Warning over ‘high harm’ violence as homicide, robbery and knife crimes rise
The Office for National Statistics has published the latest data on offending in England and Wales.
Crime levels are “stabilising” after decades of reductions amid jumps in killings, robbery and knife-related offences, official statistics show.
Figures for the year to March sparked fresh concern over rises in “high harm” violence.
Excluding cases linked to terror attacks and the Hillsborough disaster, the number of homicides recorded by police in England and Wales increased by 12%, from 627 to 701.
Police registered 40,147 offences involving a knife or sharp instrument – a 16% rise and the highest number since 2010/11.
Publishing the data, the Office for National Statistics (ONS) said: “Over recent decades, we’ve seen a fall in overall levels of crime, a trend that now looks to be stabilising.”
In findings that will prompt renewed focus of police and government efforts to tackle serious violence and other crime types, ONS and Home Office data also showed:
– A 30% surge in recorded robberies, which may reflect a “real change” as well as improvements in recording;
– Both police and the separate Crime Survey for England and Wales (CSEW) registered increases in vehicle-related theft and burglary;
– The number of police officers in England and Wales was 122,404 at the end of March, the lowest number since comparable records started in 1996;
– Nearly half (48%) of investigations into recorded crimes are closed without a suspect being identified – a similar level to last year – while the proportion of offences resulting in a charge or summons fell by two percentage points to 9%.
The ONS data bulletin draws on two main sources – offences recorded by police and the large-scale CSEW, which charts people’s experience of crime.
In the 12 months to March, forces in England and Wales logged a total of 5.5 million offences, a rise of a tenth (11%) compared with the previous year.
The survey gave an estimated total of 10.6 million incidents of crime over the same period, a 4% year-on-year fall.

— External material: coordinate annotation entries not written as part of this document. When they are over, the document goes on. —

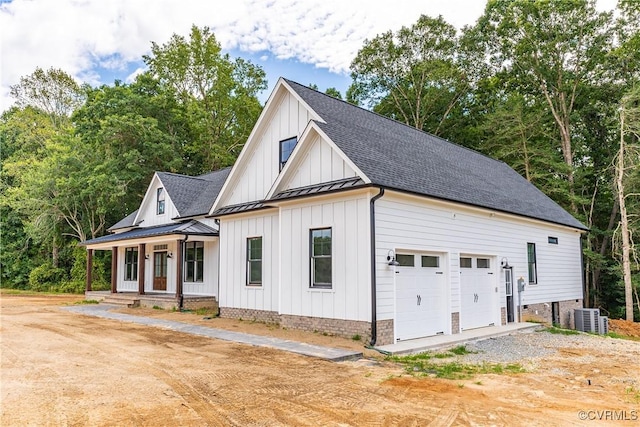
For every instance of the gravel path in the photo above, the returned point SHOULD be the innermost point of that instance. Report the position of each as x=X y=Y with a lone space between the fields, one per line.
x=531 y=346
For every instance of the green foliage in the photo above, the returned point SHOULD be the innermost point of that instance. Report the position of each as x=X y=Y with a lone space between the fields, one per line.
x=422 y=365
x=412 y=75
x=218 y=95
x=46 y=278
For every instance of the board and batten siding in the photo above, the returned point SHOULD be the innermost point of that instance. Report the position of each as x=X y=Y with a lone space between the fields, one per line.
x=234 y=232
x=320 y=163
x=148 y=207
x=414 y=224
x=350 y=295
x=288 y=119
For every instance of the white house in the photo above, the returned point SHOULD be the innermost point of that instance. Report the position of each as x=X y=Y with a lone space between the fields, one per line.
x=337 y=219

Estimates of violent offending as measured by the CSEW were unchanged at at around 1.3 million incidents.
The survey is seen as providing a better indication of trends in all violent crime, while police recorded data is the superior measure of more harmful and less frequent offences.
Concern over serious violence intensified this year after a spate of fatal stabbings and shootings, with London in particular badly hit by bloodshed.
In the latest period, the number of recorded homicides – which includes murder, manslaughter and infanticide – showed a fourth consecutive rise.
“This follows a long-term decline, although homicide remains rare,” the ONS said.
It’s truly shocking to see these rises in homicides and violent crime Alex Mayes, Victim Support
In the year to March, there was a rise of almost a fifth (19%), to nearly 1.4 million, in the number of recorded “violence against the person” crimes – a broad category including murder, assault, harassment and stalking.
Alex Mayes, policy and public affairs adviser for charity Victim Support, said: “It’s truly shocking to see these rises in homicides and violent crime such as knife crime.
“While overall crime levels are generally stable, these increases in some high harm crimes are concerning.
“Too many lives are being shattered by these violent crimes.”
Elsewhere, the ONS said recent rises in burglary and robbery signal a change to the long-term downward trend, while crimes involving mopeds may have contributed to an increase in some types of theft.
Our latest crime figures released today show that most types of crime stayed at similar levels, but continued to increase in some offences https://t.co/rtEvZdqN0I— ONS (@ONS) July 19, 2018
Caroline Youell, of the ONS, said most people do not experience crime.
She said: “Today’s figures show a fairly stable picture in England and Wales for most crime types.
“It is too early to say if this is a change to the long-term declining trend.
“There have been increases in some lower-volume ‘high-harm’ offences such as homicide and knife crime, consistent with rises over the past three years.”